In "Last of the Time Lords", the Master rules the Earth for a year, forever tormenting Martha's family, Jack Harkness and the aged Doctor while he turns whole nations into work-camps and bases for a fleet of war rockets. When he is ready to wage war on the rest of the universe, he captures Martha to inaugurate the event with her execution. However, she has been spreading the story of the Doctor across the world; the Doctor has tapped into the telepathic link the Archangel Network has set up and the mental feedback of all of humanity thinking "Doctor" simultaneously allows him to draw power from it, which restores him to his rightful age and allows him to easily defeat the Master. The Master threatens to destroy the Earth and everyone on it - including himself and the Doctor - but the Doctor calls his bluff and returns them both to the Valiant. After the paradox machine is destroyed and time is reversed, the Doctor intends to keep the Master with him on the TARDIS, saying "now I'll have something to care for," but is thwarted when Lucy Saxon fatally shoots the Master. Unwilling to be imprisoned and rehabilitated by the Doctor, he refuses to regenerate again; since his death emotionally hurts the Doctor, the Master views this as a victory. The Doctor then cremates him on a pyre.

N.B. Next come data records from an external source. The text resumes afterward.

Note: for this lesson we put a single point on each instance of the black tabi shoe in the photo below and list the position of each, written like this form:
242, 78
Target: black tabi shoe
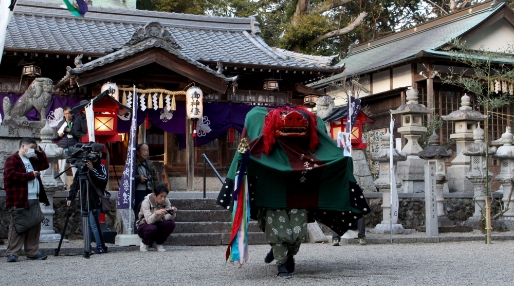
290, 264
283, 272
38, 256
269, 257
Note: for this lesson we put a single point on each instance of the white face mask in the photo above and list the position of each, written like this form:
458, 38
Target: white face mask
30, 153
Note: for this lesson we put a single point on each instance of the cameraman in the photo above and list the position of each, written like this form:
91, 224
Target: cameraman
146, 178
97, 175
66, 138
155, 221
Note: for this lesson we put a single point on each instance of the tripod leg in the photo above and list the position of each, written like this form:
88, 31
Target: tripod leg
100, 233
68, 214
85, 218
56, 251
85, 234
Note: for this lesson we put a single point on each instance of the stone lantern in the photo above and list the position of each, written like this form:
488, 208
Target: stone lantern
505, 154
411, 171
436, 156
50, 183
383, 183
477, 171
465, 120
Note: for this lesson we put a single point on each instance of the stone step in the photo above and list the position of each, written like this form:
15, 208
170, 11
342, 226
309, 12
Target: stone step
203, 215
195, 204
197, 239
210, 227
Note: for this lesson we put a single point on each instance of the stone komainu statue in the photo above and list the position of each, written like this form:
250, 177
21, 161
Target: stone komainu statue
37, 96
324, 106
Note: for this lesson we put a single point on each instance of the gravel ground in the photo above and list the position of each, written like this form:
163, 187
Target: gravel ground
449, 263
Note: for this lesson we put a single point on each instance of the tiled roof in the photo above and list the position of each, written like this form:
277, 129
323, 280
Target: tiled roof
134, 49
319, 60
396, 49
128, 4
47, 28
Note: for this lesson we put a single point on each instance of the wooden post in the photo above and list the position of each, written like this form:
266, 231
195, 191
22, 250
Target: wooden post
488, 227
430, 89
190, 150
168, 149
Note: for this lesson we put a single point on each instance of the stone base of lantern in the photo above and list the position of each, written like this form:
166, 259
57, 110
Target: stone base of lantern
476, 223
509, 222
361, 171
395, 228
457, 181
53, 237
444, 221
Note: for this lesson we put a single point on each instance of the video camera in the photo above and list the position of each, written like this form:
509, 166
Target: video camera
80, 153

Toward the end of the episode, a female hand with long, bright red fingernails, sarcastically referred to in the accompanying podcast as "the hand of the Rani", picks up the Master's green and silver ring from the remains of the pyre, while the sound of insane laughter rings in the background, leaving the possibility of a further "Doctor Who" production team bringing back the Master, however, Russell T Davies has said in the podcast for "Last of the Time Lords" that this will not be picked up on in the 2008 series.